Is TV good or bad for kids today?

What's Good and Bad About TV

Chances are that when you were a kid, television was limited to a few hours a week of shows like Sesame Street and Saturday morning cartoons. With the advent of channels like The Cartoon Network and Nickelodeon, kids can watch TV 24-7. With all of these options, today's parents have a much tougher job than ours did. The question for most parents isn't Should we or shouldn't we? but How much is too much and how guilty should I feel? Here are the pros and cons of television and how to make peace with it in your house.

What's good about TV

  • TV can encourage reading. On shows like Sesame Street, books are heavily promoted, notes Daniel Anderson, PhD, professor of psychology at University of Massachusetts. Plus, a child gets interested in a character like Arthur, and he wants to read books about him too.
  • Kids who watch educational shows may do better in school. One study found that kids who watched Sesame Street in the '80s did better academically in high school than kids who didn't. Anderson speculates that these kids entered first grade with some basic knowledge, which made them enthusiastic and confident about school. Getting off to a good start had a positive effect on their entire academic experience.
  • TV provides a window into world.

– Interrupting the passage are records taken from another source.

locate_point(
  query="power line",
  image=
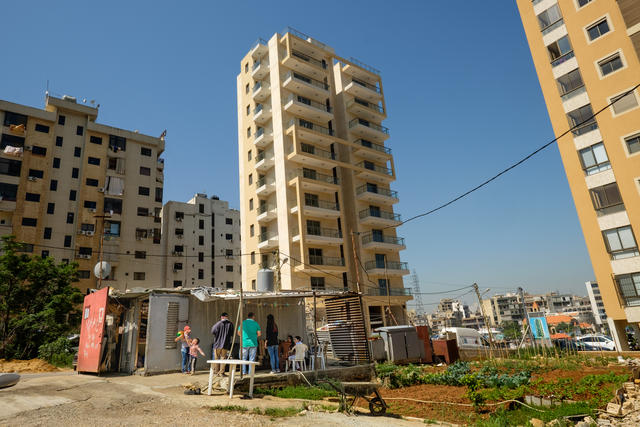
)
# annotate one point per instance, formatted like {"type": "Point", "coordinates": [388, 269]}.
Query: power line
{"type": "Point", "coordinates": [516, 164]}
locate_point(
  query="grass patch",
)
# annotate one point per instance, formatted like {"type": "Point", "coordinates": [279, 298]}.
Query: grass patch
{"type": "Point", "coordinates": [299, 392]}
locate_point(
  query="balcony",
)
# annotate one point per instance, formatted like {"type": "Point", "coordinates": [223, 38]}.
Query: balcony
{"type": "Point", "coordinates": [268, 240]}
{"type": "Point", "coordinates": [392, 268]}
{"type": "Point", "coordinates": [262, 113]}
{"type": "Point", "coordinates": [319, 209]}
{"type": "Point", "coordinates": [266, 213]}
{"type": "Point", "coordinates": [378, 218]}
{"type": "Point", "coordinates": [372, 172]}
{"type": "Point", "coordinates": [262, 137]}
{"type": "Point", "coordinates": [305, 107]}
{"type": "Point", "coordinates": [265, 187]}
{"type": "Point", "coordinates": [260, 69]}
{"type": "Point", "coordinates": [306, 86]}
{"type": "Point", "coordinates": [374, 194]}
{"type": "Point", "coordinates": [382, 242]}
{"type": "Point", "coordinates": [363, 90]}
{"type": "Point", "coordinates": [264, 161]}
{"type": "Point", "coordinates": [260, 91]}
{"type": "Point", "coordinates": [366, 129]}
{"type": "Point", "coordinates": [314, 181]}
{"type": "Point", "coordinates": [310, 155]}
{"type": "Point", "coordinates": [366, 110]}
{"type": "Point", "coordinates": [311, 132]}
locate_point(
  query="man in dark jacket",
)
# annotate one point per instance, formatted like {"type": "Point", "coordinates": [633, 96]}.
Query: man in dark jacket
{"type": "Point", "coordinates": [222, 333]}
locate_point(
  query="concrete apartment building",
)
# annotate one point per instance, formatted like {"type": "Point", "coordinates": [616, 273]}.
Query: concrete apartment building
{"type": "Point", "coordinates": [60, 171]}
{"type": "Point", "coordinates": [315, 173]}
{"type": "Point", "coordinates": [201, 240]}
{"type": "Point", "coordinates": [586, 56]}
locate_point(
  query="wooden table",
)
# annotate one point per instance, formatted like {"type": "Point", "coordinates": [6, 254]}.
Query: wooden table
{"type": "Point", "coordinates": [232, 368]}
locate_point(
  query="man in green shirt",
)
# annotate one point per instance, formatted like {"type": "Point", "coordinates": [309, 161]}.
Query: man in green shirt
{"type": "Point", "coordinates": [250, 333]}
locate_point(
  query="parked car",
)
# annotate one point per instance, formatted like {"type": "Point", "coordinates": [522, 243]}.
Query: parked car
{"type": "Point", "coordinates": [597, 342]}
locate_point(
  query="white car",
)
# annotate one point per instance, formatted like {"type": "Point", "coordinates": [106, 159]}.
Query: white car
{"type": "Point", "coordinates": [597, 342]}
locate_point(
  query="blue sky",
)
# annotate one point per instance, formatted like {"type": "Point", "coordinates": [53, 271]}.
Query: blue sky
{"type": "Point", "coordinates": [462, 96]}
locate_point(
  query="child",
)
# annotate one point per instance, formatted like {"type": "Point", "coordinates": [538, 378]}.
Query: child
{"type": "Point", "coordinates": [194, 348]}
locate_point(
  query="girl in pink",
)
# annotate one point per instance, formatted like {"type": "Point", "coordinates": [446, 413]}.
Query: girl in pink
{"type": "Point", "coordinates": [194, 348]}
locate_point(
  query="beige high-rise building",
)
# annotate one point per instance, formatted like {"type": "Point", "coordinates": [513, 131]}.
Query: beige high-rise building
{"type": "Point", "coordinates": [586, 56]}
{"type": "Point", "coordinates": [60, 171]}
{"type": "Point", "coordinates": [316, 174]}
{"type": "Point", "coordinates": [201, 239]}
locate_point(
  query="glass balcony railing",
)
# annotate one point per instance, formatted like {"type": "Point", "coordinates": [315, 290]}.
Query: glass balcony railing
{"type": "Point", "coordinates": [390, 265]}
{"type": "Point", "coordinates": [375, 190]}
{"type": "Point", "coordinates": [379, 128]}
{"type": "Point", "coordinates": [381, 238]}
{"type": "Point", "coordinates": [375, 213]}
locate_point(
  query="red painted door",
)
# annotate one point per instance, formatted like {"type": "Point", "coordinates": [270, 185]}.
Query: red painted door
{"type": "Point", "coordinates": [92, 330]}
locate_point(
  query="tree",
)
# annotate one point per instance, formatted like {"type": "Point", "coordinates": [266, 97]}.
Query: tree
{"type": "Point", "coordinates": [38, 303]}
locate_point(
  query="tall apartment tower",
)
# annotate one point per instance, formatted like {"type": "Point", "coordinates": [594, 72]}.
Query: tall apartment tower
{"type": "Point", "coordinates": [201, 240]}
{"type": "Point", "coordinates": [315, 174]}
{"type": "Point", "coordinates": [586, 56]}
{"type": "Point", "coordinates": [61, 172]}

For example, if your child has never seen an elephant or a lion, watching a nature show about wild animals is a very effective way of learning about them, notes Anderson.

What's bad about TV

  • It stifles creativity. Kids who watch too much TV are less able to use their own mind to create something out of nothing, says Jane Healy, PhD, author of Endangered Minds: Why Children Don't Think -- and What We Can Do About It. When they play make-believe, the play tends to be based on their favorite shows.
  • It inhibits language development. Even the better shows rely on visuals at the expense of talk, says Healy. When kids start school, they're expected to pay attention and process information without the benefit of dancing Muppets. Kids who are used to TV may have a hard time making the transition.
  • TV is addictive. The average American child watches three hours a day of TV. Time spent watching TV is time robbed from other important activities like reading, make-believe play, and interacting with parents.
  • The things kids learn on TV do not translate into academic success. Frank Vespe, executive director of the TV TurnOff Network, points out that according to a study conducted by the National Association of Educational Programs, kids who watched the least TV did the best on standardized tests in fourth grade.